Thursday , September 21 2017 US

More than 100 injured when part of train derails in Brooklyn

Officials said 103 people were injured in the derailment and several had to be taken out on stretchers. (Todd Maisel/New York Daily News)

January 04, 2017

At least 103 people were injured — three seriously — when a commuter train slammed into a safeguard at a Brooklyn station Wednesday morning, forcing part of its first car off the tracks, officials said.

Most of the injuries were considered minor, FOX5 reported.The most serious was a possible broken leg, Gov. Andrew Cuomo said during a news conference.

The Long Island Rail Road train derailed on Track 6 at the Atlantic Terminal around 8:15 a.m. The MTA said the six-car train – carrying 430 passengers — hit a bumping block at the end of the platform and the lead wheel assembly of the first car went off the tracks after impact.

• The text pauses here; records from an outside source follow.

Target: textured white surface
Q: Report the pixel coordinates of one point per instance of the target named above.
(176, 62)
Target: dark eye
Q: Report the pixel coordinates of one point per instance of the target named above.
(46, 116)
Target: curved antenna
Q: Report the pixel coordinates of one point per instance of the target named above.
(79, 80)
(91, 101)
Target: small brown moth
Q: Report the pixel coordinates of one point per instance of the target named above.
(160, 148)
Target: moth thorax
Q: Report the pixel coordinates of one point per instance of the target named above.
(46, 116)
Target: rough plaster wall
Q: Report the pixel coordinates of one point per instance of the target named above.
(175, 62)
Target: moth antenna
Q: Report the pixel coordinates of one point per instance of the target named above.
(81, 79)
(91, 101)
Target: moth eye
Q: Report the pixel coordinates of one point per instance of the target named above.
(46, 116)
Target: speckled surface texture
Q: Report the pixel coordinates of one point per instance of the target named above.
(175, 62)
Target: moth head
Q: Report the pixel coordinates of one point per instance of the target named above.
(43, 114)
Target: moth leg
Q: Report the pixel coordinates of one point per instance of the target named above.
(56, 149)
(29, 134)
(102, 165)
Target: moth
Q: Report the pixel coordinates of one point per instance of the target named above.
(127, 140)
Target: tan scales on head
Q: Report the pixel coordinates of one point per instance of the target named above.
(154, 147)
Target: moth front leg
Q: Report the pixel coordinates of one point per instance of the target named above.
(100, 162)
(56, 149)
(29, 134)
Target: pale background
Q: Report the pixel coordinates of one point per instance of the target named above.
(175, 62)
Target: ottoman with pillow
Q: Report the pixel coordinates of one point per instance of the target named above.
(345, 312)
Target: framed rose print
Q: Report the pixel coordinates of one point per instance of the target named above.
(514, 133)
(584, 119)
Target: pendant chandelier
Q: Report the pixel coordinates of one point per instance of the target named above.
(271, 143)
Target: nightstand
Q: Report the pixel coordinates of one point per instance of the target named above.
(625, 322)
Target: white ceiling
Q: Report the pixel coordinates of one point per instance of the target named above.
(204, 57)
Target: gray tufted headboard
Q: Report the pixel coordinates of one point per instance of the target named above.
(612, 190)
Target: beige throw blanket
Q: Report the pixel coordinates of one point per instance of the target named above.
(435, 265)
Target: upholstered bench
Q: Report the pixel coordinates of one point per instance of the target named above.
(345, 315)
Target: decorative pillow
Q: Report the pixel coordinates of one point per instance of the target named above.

Pictures on social media showed a door at the station with smashed glass and fire and police rescue workers evacuating commuters from the train.

MTA Chairman Thomas Prendergrast said when LIRR trains make their final approach into a station, it is up to the operator to slow them down.

“There’s a signal system that controls it coming in at limited speeds,” he said. “But when you’re getting to the end it’s the locomotive engineer’s responsibility. And the train’s brakes have to work. All those things have to be looked at in the investigation.”

New York Gov. Andrew Cuomo said the train came into the station at a “fairly low rate of speed” before it hit the block.

Passengers told TV news crews on the scene that there was a loud bang and a jolt that sent some people flying. The first car of the train left the track, but no others were affected, FOX5 reported.

Some people were carried away on stretchers. Others were sitting outside the train holding ice packs to their heads.

Reports from the scene said some people were bleeding from cuts.

The National Transportation Safety Board was sending a “go-team” to New York to investigate alongside the Federal Railroad Administration.